Percebo que muitos desses professores deveriam estar aposentados. Estão na ativa para ficar prejudicando os poucos que estão na luta por uma educação de qualidade. Não querem mudar o método, querem insistir em algo que foi adotado século passado. Falando nisso, me lembrei de um seminário que fui e Mário Sérgio Cortella disse: "Há diferença entre pessoas antigas e pessoas velhas...." realmente, pessoas antigas têm uma vivência que nos ajuda a crescer. Sentimos prazer em ter pessoas antigas ao nosso lado, aprendemos com elas, agora, pessoas velhas podem ter qualquer idade, pois até o dicionário diz: é ultrapassado, fora de moda; desatualizado. Quantas pessoas velhas encontramos dentro das instituições de ensino? Seja o diretor, o professor, o coordenador, o pedagogo. Nossa, este último então, nem me fala!! Já viram as caras q as pedagogas fazem?!! Meu Deus!! Parecem as "rainhas do sabem tudo!!". Quando a escola é paga, fazem aquele sorriso que não precisa ser Deus para saber que é pura aparência e ilusão, é só para os responsáveis pensarem que é bem recebido ali. No entanto, cara (o) amiga (o) pode ter certeza, na maioria das vezes, o sorriso não é verdadeiro e vc não é bem visto ali. Já presenciei/senti, várias vezes, essa "simpatia". 

Muitos precisam se aperfeiçoar, se atualizar. Existem tantas maneiras de se aprimorar, mas pra quê? É melhor ficar atrapalhando a vida dos outros. Pra que se aprimorar? E melhor continuar com o método da época que "o início do mundo ainda estava no barro". Colocar em prática desenvolvimento não é para qualquer um, além de ser trabalhoso, tem que colocar a mente para funcionar a todo vapor. 

Diante disso tudo podemos imaginar, se é que vc, como eu, já  presenciou, como fica o ambiente da escola? Nem precisa falar muito sobre isto, não é mesmo? Porque não tem como um ambiente ser bom diante de tantos desacertos.
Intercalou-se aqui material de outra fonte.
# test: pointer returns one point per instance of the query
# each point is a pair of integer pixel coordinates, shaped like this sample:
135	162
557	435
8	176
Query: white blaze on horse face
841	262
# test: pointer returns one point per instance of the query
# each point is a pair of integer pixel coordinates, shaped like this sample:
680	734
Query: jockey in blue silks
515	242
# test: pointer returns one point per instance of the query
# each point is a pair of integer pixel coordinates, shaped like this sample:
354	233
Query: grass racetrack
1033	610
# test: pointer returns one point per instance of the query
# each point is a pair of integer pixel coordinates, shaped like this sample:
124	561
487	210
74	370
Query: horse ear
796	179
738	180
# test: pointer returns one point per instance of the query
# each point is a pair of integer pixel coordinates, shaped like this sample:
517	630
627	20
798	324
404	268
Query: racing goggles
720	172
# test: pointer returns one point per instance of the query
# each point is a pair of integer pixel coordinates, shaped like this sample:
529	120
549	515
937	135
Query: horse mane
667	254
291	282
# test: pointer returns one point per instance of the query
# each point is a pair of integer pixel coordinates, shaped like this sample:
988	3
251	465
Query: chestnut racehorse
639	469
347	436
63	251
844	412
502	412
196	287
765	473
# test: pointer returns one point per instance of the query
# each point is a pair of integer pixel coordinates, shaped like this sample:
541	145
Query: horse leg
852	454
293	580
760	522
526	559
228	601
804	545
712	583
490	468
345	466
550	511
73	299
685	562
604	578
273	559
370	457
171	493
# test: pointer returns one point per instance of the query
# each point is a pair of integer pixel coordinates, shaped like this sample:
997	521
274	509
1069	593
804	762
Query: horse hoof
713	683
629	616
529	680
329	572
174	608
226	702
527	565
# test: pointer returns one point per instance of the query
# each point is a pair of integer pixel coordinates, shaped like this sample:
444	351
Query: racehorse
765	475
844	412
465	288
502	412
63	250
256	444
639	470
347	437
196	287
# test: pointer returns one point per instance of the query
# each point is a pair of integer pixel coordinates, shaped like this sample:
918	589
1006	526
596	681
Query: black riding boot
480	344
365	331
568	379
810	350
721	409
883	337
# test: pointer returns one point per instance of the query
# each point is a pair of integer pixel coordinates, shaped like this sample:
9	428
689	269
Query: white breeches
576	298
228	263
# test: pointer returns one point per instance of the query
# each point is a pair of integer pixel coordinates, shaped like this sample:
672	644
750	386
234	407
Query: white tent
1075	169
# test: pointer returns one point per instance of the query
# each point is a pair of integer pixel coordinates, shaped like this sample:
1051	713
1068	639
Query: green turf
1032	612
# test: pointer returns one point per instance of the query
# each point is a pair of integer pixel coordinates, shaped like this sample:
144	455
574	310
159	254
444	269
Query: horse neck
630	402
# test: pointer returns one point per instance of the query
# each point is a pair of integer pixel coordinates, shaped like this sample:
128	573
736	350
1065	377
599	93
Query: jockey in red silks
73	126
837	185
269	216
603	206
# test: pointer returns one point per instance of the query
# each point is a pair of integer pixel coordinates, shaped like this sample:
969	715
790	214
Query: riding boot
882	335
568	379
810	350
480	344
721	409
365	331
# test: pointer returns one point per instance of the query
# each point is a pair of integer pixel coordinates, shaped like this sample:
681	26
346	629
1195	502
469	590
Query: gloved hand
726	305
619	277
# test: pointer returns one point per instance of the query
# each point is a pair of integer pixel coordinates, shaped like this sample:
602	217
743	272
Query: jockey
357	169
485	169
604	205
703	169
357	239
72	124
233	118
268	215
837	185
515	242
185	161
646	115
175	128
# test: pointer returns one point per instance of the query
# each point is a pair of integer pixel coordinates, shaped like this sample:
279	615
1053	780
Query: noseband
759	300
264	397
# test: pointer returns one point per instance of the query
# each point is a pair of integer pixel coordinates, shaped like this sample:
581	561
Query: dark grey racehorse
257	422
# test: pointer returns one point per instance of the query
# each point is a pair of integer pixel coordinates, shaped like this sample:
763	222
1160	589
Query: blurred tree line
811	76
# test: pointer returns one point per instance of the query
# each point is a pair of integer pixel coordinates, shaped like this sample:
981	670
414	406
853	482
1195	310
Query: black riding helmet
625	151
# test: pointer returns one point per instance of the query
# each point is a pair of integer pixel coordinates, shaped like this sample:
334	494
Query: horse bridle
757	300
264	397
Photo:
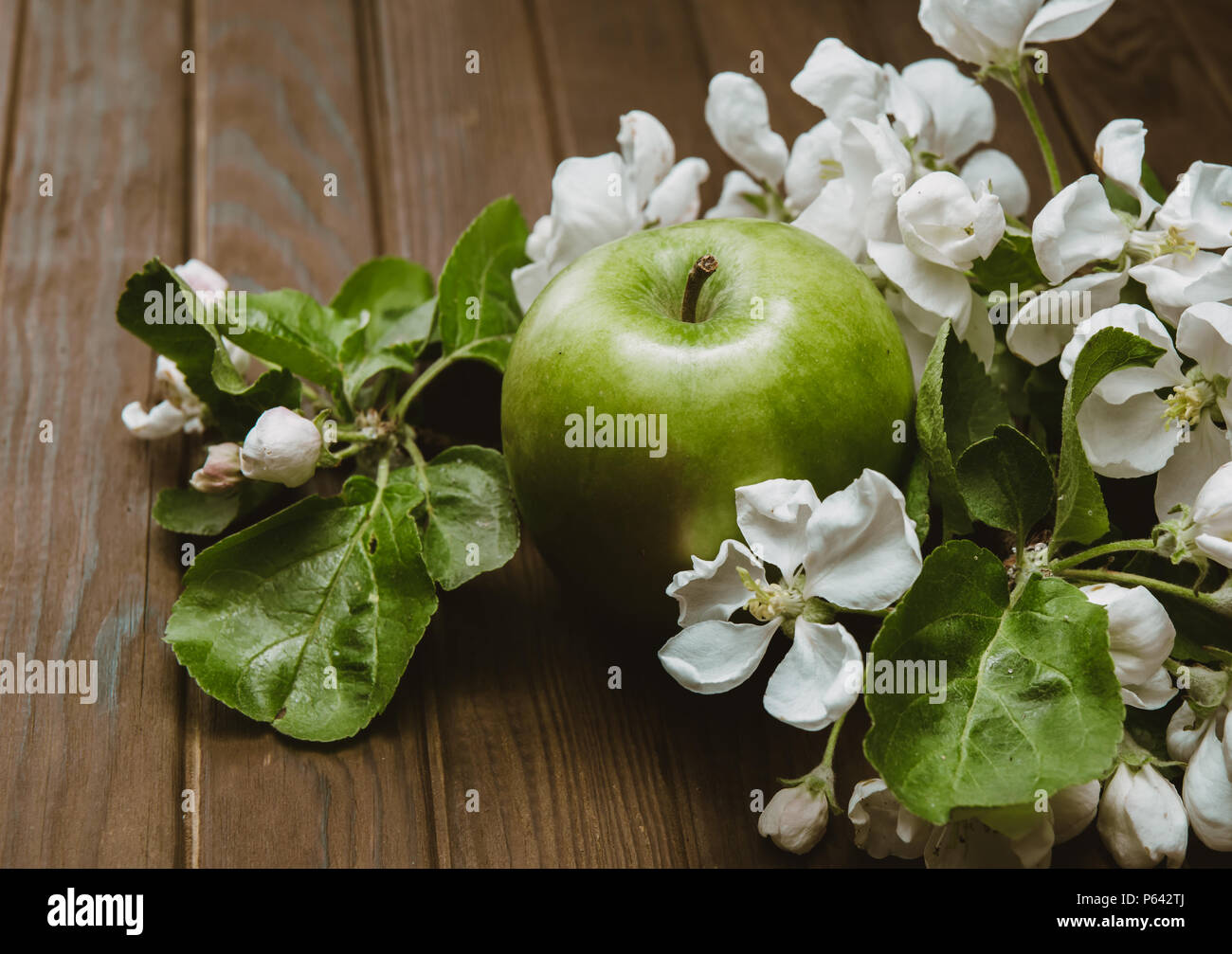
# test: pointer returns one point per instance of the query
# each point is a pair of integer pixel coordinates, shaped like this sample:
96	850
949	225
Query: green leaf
916	495
308	618
959	404
197	350
1031	700
468	521
393	300
292	330
1082	514
1011	261
1006	480
477	309
184	510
Reconheço as jornadas absurdas de trabalho em busca de salário, reconheço quando muitas vezes assumem várias salas de aulas ao mesmo tempo devido um colega não ter comparecido ou pela falta de profissional na escola, reconheço o fato de ter que trabalhar com crianças onde seus pais não foram literalmente educados e devido a isso ter que se deparar com situações pra lá de constrangedoras, mas ainda assim nada justifica o fato de um EDUCADOR deixar de cumprir bem o seu papel, deixar de colocar em prática o objetivo da Educação que, na minha concepção, é formar HUMANOS MELHORES. E árduo? Se é! Vale a pena? Claro que vale! Porq "sempre vale a pena qdo a alma não é pequena. Quem quer passar além do bojador, tem que passar além da dor." Fernando Pessoa.

Quer ser um profissional da educação? Ah, quer ganhar pouco? Tem dificuldade em lidar com as diferenças? Dificuldade de se relacionar? Não sabe lidar com críticas? - Porque aluno fala mesmo! Não tem paciência? - Criança e adolescente têm muita criatividade e energia de sobra! A sua autoestima é mto baixa? Não lida bem com a verdade? - Principalmente na faixa etária infantil, eles são muito autênticos. Se as respostas foram negativas, cuidado. Talvez essa não seja a "sua praia".  

Temos que observar - examinar atentamente e não somente olhar, sem causar antipatia, para o ambiente escolar, para os atores escolares, para a educação de hoje. Não podemos cochilar.

Estou saturada, entristecida, como deu para perceber, com essa deseducação que já vivenciei e continuo vivenciando, mas o fato é que não consigo desistir de lutar pelos princípios e métodos da educação e do ensino, já até tentei, mas.... Quem sabe um dia deixo de lado esse "amor bandido".

Então é isso.

Companheiros e companheiras, a luta continua e não pode parar!!







"O grande segredo da educação pública de hoje é sua incapacidade de distinguir conhecimento e sabedoria. Forma a mente e despreza o caráter e o coração. As consequências são estas que se vê."